La triste réalité est que, selon l’expert, le secteur, dans sa structuration, emploie des milliers d’individus. Des jeunes ou des individus en tous genres y opérant ont des emplois à plein temps. Depuis l’importation au consommateur, en passant par la chaîne de distribution, de nombreuses personnes recrutées y gagnent malheureusement leur vie.

« Il y a d’abord l’importateur qui a un chiffre d’affaires en termes de milliards de F Cfa. En outre, des personnes sont utilisées pour la distribution de la marchandise. En fonction de la quantité et de la qualité de la drogue qu’ils transportent, ils seront payés. Un grand fumoir, par exemple, emploie une vingtaine de personnes qui travaillent de 5h à 22 heures. Sachant que le fumoir fait une rotation, c’est-à-dire qu’en 24h, 40 personnes y vivent à travers une rémunération journalière de 15 mille FCfa. Ces derniers, que feront-ils avec un emploi où ils gagneront mensuellement 60 000 FCfa », déclare Bakary Ouattara. C’est alors un terrain fertile trouvé, pour les jeunes peu qualifiés en particulier, pour s’insérer. L’enseignant attire alors l’attention des décideurs.

Un autre intervenant convié par le Comité interministériel de lutte anti-drogue (Cilad) à cette table-ronde, Ouattara Abdoulaye, issu de l’Institut national de la statistique (Ins), cite comme types d’emplois dans le trafic de la drogue : propriétaires de fumoirs ou “Borotigui“, gérants, les gestionnaires de stocks, vendeurs, “pharmaciens“, guetteurs, chargés de la sécurité, convoyeurs ou distributeurs, grossistes, “Babatchès“, importateurs et les fournisseurs, etc.

D’autres parmi les dealers blanchissent leur argent « sale » dans la construction de certains édifices, entre autres : écoles, églises, hôtels, Ong et fondations.
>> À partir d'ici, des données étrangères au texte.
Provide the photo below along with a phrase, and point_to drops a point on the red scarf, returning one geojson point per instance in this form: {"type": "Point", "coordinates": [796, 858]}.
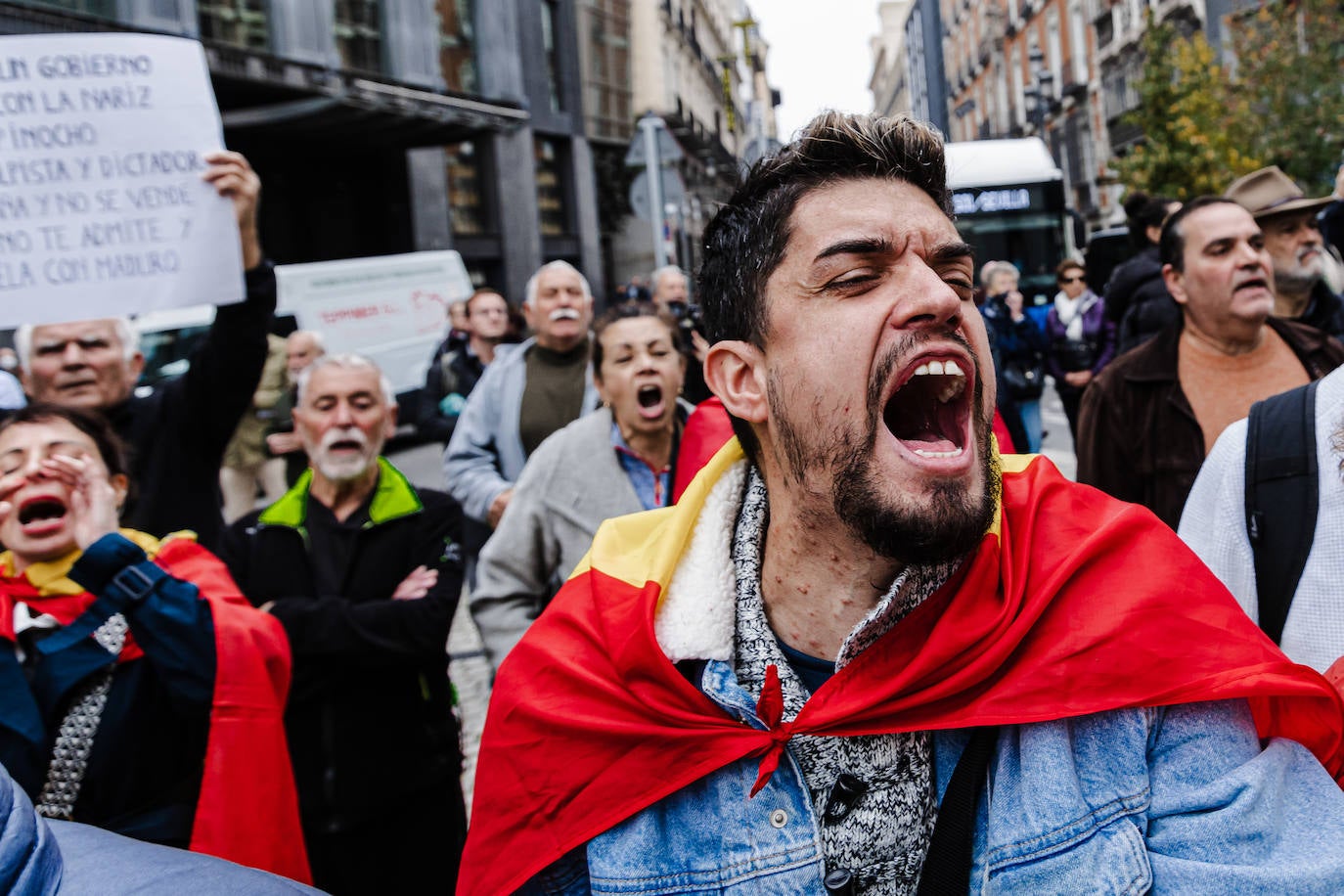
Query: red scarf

A travers lesquels, ils arrivent à créer d’autres types d’emplois.

Hausse des coûts pendant la Covid-19Dès l’apparition de la Covid-19, les coûts d’importation ou la consommation ont connu une hausse. Bakary Ouattara impute cette situation à la restriction de la circulation que se sont imposée les pays comme gestes barrières, dans le cadre de la lutte contre la Covid-19.

Le trafic maritime, aérien et terrestre entre les pays était ainsi arrêté à un moment donné. Pourtant, c’est par ces moyens que le stupéfiant est écoulé. D’où une demande forte sur le marché qui a eu pour corollaire l’explosion des coûts. La loi de l’offre et de la demande oblige.

Ainsi à en croire les données du Cilad rendues publiques par Ouattara Abdoulaye, le prix moyen du kilogramme de la cocaïne à l’importation en Côte d’Ivoire est passé de 14 millions de F Cfa avant la Covid-19 à 25 millions de FCfa pendant la pandémie. Pour l’héroïne, le prix moyen du kilo à l’importation a grimpé de 8,5 millions à 15 millions de FCfa.

Quant au cannabis, le prix du kilogramme est monté de 50 000 à 75 000 FCfa à l’importation pendant la Covid-19 en Côte d’Ivoire.

Ce trafic qui génère un important flux financier, comme cela a été démontré par les experts, n’était pas sans conséquence sur la vie des populations. Pour M. Ouattara, elle déstabilise les économies des États, favorise la corruption et la concurrence déloyale ainsi que des dépenses colossales pour le gouvernement, dans le cadre des opérations mises en œuvre pour combattre le fléau.

Au plan sécuritaire, ce trafic engendre, entre autres, des scènes de violence, le banditisme et des affrontements entre groupes rivaux pour le contrôle de fumoirs, avec parfois des pertes en vie humaine où des dégâts graves.